I’m developing 360VR stitching program.
It needs to decode 6~8 mp4 files simultaneously, stitch into one and encode to a file…
Environment : Windows 10, Visual Studio 2015
I wrote a program use multiple GPU and NVLINK to speed up decoding, stitching and encoding.
It works fine on a system with RTX-8000 x2, NVLINK, Video Codec SDK 9 and CUDA 10.1 …
It works fine on a system with GV100 x2, NVLINK.
But, it crash on a system with two RTX A6000, NVLINK.
With two RTX A6000, I can create multiple NVDEC session on GPU 0.
And I create single NVDEC session on GPU 1, it works fine…
But When I create multiple NVDEC session on GPU 1, it return CUDA_ERROR_OUT_OF_MEMORY.
When I create a NVDEC session on GPU 0, it works fine.
When I create a NVDEC session on GPU 1, it crash… no return code… crash inside NVENCODEAPI64.DLL
To Test, I modified AppDec example in Video Codec SDK 9.0.18.
AppDec.cpp (15.3 KB)
I tested various environment with AppDec example…
You can see various setting in the code comments.
1 process with 1 NVDEC session on GPU 0 works fine.
2 process with 1 NVDEC session on GPU 0 works fine.
1 process with 1 NVDEC session on GPU 1 works fine.
2 process with 1 NVDEC session on GPU 1 works fine.
1 process, 2 thread, each thread has 1 NVDEC session on gpu 0 works fine.
1 process, 2 thread, each thread has 1 NVDEC session on gpu 1 failed.
1 process, 1 thread, 2 NVDEC session on gpu 0 works fine.
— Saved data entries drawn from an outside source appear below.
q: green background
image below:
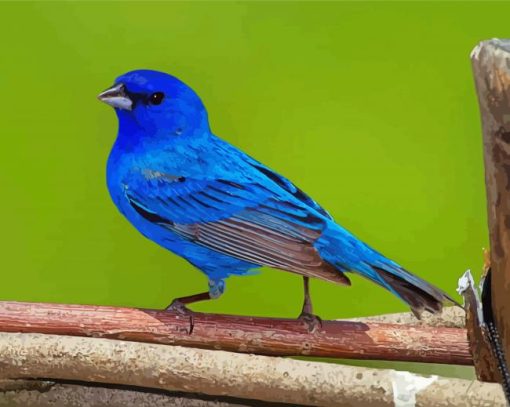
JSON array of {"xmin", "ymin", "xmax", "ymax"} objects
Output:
[{"xmin": 1, "ymin": 1, "xmax": 506, "ymax": 378}]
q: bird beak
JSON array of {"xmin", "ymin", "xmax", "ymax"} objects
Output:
[{"xmin": 97, "ymin": 83, "xmax": 133, "ymax": 111}]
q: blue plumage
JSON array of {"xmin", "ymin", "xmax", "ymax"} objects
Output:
[{"xmin": 100, "ymin": 70, "xmax": 453, "ymax": 317}]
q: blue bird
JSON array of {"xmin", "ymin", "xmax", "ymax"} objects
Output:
[{"xmin": 99, "ymin": 69, "xmax": 454, "ymax": 325}]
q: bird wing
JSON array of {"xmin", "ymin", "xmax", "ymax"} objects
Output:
[{"xmin": 125, "ymin": 169, "xmax": 350, "ymax": 285}]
1 process, 1 thread, 2 NVDEC session on gpu 1 failed.
and I tested AppDec sample with Video Codec SDK 11.0.10, CUDA 11.2, visual studio 2019.
I got same result…
To do my job done,
I need to run multiple NVDEC/NVENC session on a single process…
Any sugguestion ?
How can I do that ??
Is it possible ? or not ?
Is it bad code or bad driver ??
Is there any sample for multiple NVDEC/NVDEC session on Multiple GPU ??